The New Whitney in the Meat-Packing District: Blood Guts and 21st Century Art

By Bbenzon @bbenzon
The building was designed by Renzo Piano, a starchitect up there with Nouvel and Gehry (Flickr album). From the NYTimes, by Michael Kimmelman:
From the west, along the Hudson River, it looks ungainly and a little odd, vaguely nautical, bulging where the shoreline jogs, a ship on blocks perhaps, alluding to one of New York’s bedrock industries from long ago. It’s a glittery emblem of new urban capital, shipping now having gone the way of so much else in the neighborhood.


Yep.
The move confirms a definitive shift in the city’s social geography, which has been decades coming.
It ratifies Chelsea and the once-funky far West Village as something closer to what the Upper East Side used to be, say, circa 1966, the year Marcel Breuer’s Whitney building opened at 75th Street. Those neighborhoods serve up the same cocktail of money, real estate, fashion and art — except that the financiers, Hollywood stars and other haute bourgeois bohemians stand in for the old Social Register crowd.
Take that, Met and MOMA! 
Continuing on:
The museum’s arrival signals another shift, too. When Breuer’s Whitney opened, New York City was a much dicier proposition. His fortress, like Frank Lloyd Wright’s Guggenheim Museum several blocks north — which contrived its own enclosed, spiral version of a vertical city — reflected ambivalence about what was outside the front door.

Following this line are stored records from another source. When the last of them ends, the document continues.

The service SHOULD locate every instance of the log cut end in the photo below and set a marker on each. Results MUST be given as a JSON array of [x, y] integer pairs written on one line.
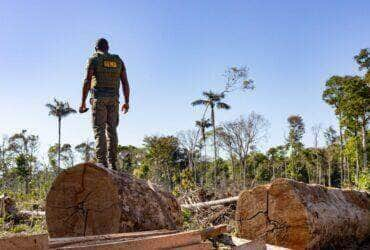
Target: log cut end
[[91, 200], [300, 216]]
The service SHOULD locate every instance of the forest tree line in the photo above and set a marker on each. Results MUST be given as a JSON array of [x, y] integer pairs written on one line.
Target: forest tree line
[[218, 155]]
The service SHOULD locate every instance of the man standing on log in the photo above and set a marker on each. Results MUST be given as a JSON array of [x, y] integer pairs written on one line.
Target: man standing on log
[[104, 73]]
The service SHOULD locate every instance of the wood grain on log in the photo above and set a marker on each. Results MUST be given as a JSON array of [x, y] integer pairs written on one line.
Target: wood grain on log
[[30, 242], [65, 241], [91, 200], [300, 216], [155, 242], [210, 203]]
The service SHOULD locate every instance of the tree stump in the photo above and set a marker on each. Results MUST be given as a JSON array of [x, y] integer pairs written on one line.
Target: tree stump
[[91, 200], [301, 216]]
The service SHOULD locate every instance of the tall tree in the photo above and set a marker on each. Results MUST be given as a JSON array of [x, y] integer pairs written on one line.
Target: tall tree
[[66, 155], [363, 60], [356, 107], [60, 110], [316, 129], [203, 124], [213, 100], [24, 147], [330, 138], [86, 150], [296, 131], [165, 158], [333, 95], [244, 134]]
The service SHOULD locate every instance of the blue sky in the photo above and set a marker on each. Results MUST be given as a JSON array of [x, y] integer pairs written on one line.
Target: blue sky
[[173, 51]]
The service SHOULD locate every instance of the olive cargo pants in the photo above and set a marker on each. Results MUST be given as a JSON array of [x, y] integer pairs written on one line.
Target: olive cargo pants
[[105, 119]]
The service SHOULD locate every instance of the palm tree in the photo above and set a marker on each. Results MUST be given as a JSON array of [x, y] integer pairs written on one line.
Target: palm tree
[[59, 109], [213, 100], [202, 125]]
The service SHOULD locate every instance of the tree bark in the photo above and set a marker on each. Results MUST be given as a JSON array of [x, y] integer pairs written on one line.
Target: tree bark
[[364, 146], [214, 145], [91, 200], [341, 149], [301, 216], [59, 139]]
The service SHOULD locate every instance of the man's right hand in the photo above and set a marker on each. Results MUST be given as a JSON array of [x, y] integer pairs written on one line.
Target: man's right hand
[[83, 108]]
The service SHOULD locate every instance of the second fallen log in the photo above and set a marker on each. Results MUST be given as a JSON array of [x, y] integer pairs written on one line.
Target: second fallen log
[[91, 200], [301, 216]]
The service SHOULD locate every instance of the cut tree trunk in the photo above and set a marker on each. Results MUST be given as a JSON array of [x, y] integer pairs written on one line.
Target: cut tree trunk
[[301, 216], [199, 205], [91, 200]]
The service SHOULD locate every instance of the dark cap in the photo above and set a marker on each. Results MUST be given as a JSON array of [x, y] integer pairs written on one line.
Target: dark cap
[[102, 44]]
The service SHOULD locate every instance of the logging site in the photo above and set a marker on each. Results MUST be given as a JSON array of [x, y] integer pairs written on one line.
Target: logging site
[[185, 125]]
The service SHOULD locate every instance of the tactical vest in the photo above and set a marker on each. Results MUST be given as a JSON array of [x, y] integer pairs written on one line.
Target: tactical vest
[[106, 79]]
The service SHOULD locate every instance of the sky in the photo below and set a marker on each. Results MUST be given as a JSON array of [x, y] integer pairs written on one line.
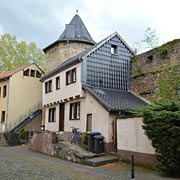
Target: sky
[[43, 21]]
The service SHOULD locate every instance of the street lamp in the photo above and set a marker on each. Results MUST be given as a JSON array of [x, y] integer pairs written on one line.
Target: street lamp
[[178, 91]]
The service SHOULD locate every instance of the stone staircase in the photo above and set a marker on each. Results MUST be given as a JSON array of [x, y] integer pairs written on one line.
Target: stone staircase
[[12, 139]]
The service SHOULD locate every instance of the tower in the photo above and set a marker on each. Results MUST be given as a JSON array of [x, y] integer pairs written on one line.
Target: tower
[[74, 39]]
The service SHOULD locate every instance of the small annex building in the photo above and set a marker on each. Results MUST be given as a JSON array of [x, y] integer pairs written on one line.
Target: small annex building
[[20, 95]]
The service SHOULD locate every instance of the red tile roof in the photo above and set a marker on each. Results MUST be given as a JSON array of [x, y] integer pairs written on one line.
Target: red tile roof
[[6, 74]]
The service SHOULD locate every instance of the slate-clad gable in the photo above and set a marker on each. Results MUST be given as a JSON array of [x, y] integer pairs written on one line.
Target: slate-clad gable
[[107, 70]]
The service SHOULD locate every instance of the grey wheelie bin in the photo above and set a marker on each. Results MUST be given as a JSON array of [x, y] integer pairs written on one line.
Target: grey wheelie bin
[[91, 140], [98, 144]]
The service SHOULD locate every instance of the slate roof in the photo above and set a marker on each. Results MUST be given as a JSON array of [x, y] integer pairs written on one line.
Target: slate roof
[[79, 56], [7, 74], [74, 31], [115, 100]]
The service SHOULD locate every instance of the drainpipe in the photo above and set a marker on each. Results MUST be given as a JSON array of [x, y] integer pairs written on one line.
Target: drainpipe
[[7, 108], [67, 50]]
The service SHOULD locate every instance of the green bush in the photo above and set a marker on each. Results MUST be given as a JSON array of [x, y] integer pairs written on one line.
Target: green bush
[[85, 138], [162, 126]]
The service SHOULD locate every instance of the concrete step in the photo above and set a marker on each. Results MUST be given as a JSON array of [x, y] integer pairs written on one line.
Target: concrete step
[[101, 160]]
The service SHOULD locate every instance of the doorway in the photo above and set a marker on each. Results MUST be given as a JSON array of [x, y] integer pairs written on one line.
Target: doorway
[[89, 122], [61, 117]]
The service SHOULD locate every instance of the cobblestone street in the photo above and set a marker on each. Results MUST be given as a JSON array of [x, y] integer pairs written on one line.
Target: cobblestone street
[[18, 163]]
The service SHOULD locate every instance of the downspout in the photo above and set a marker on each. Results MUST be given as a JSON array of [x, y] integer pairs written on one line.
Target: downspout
[[7, 108], [67, 50]]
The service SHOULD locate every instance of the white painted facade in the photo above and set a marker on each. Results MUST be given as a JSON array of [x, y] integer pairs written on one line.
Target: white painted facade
[[101, 118], [131, 137]]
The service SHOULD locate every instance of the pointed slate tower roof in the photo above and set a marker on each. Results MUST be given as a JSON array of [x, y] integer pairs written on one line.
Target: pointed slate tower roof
[[74, 31]]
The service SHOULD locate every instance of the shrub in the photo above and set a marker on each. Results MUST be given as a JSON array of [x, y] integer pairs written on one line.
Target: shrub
[[162, 126], [85, 138]]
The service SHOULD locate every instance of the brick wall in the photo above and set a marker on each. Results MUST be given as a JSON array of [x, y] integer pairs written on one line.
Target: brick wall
[[147, 67], [60, 52]]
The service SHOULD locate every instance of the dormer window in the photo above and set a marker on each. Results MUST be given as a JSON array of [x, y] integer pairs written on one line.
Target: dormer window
[[26, 72], [150, 58], [114, 49], [32, 73], [71, 76]]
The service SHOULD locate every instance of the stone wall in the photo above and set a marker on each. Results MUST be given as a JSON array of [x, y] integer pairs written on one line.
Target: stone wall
[[42, 141], [146, 68], [131, 139], [60, 52]]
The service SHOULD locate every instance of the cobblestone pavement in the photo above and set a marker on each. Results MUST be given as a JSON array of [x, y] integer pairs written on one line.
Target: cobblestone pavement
[[18, 163]]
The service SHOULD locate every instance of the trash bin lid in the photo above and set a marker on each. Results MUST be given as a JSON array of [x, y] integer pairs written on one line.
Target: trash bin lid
[[94, 133], [99, 137]]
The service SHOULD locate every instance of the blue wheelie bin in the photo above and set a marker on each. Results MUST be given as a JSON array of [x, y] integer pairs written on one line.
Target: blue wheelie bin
[[91, 140]]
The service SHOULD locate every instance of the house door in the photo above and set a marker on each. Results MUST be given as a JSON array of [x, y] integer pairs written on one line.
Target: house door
[[61, 117], [89, 122]]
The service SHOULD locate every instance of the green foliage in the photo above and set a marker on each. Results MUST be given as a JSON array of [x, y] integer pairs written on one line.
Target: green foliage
[[150, 38], [168, 84], [14, 53], [162, 126], [22, 134], [85, 138]]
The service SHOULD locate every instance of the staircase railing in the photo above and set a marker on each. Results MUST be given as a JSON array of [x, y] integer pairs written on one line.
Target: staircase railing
[[23, 116], [28, 119]]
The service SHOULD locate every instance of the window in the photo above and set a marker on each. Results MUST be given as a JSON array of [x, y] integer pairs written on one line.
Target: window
[[48, 86], [74, 111], [38, 74], [114, 49], [3, 116], [52, 115], [26, 72], [32, 73], [57, 82], [150, 58], [4, 91], [71, 76]]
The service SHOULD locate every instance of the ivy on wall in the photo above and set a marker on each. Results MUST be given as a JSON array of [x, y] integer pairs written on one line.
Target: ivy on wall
[[168, 83], [162, 126]]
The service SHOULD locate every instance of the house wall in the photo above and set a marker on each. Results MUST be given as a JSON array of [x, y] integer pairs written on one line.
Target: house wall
[[131, 139], [104, 69], [3, 103], [25, 96], [60, 52], [88, 105], [65, 91], [34, 125]]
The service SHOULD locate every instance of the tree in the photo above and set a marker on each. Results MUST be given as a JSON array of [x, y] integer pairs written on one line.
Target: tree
[[150, 38], [162, 126], [14, 53]]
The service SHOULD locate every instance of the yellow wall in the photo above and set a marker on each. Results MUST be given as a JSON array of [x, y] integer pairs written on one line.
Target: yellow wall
[[101, 118], [3, 101], [65, 91], [25, 95]]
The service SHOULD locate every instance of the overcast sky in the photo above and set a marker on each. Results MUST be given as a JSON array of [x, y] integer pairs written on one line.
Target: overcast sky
[[42, 21]]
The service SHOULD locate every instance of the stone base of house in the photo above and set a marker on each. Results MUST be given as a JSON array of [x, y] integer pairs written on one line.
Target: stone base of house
[[108, 147], [139, 158]]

Now New York is a safe, glamorous tourist mecca and 24-hour, family-friendly spectacle, and the new $422 million Whitney building, designed by Renzo Piano, opening May 1, lets the city pour in. Grand, columnless, rectangular galleries spill onto large, stepped terraces linked by an outdoor stairway, mimicking the neighborhood’s jumble of low- and mid-rise black-tar rooftops and aging fire escapes. The museum becomes an implicit extension of the High Line: an outdoor perch to see and be seen.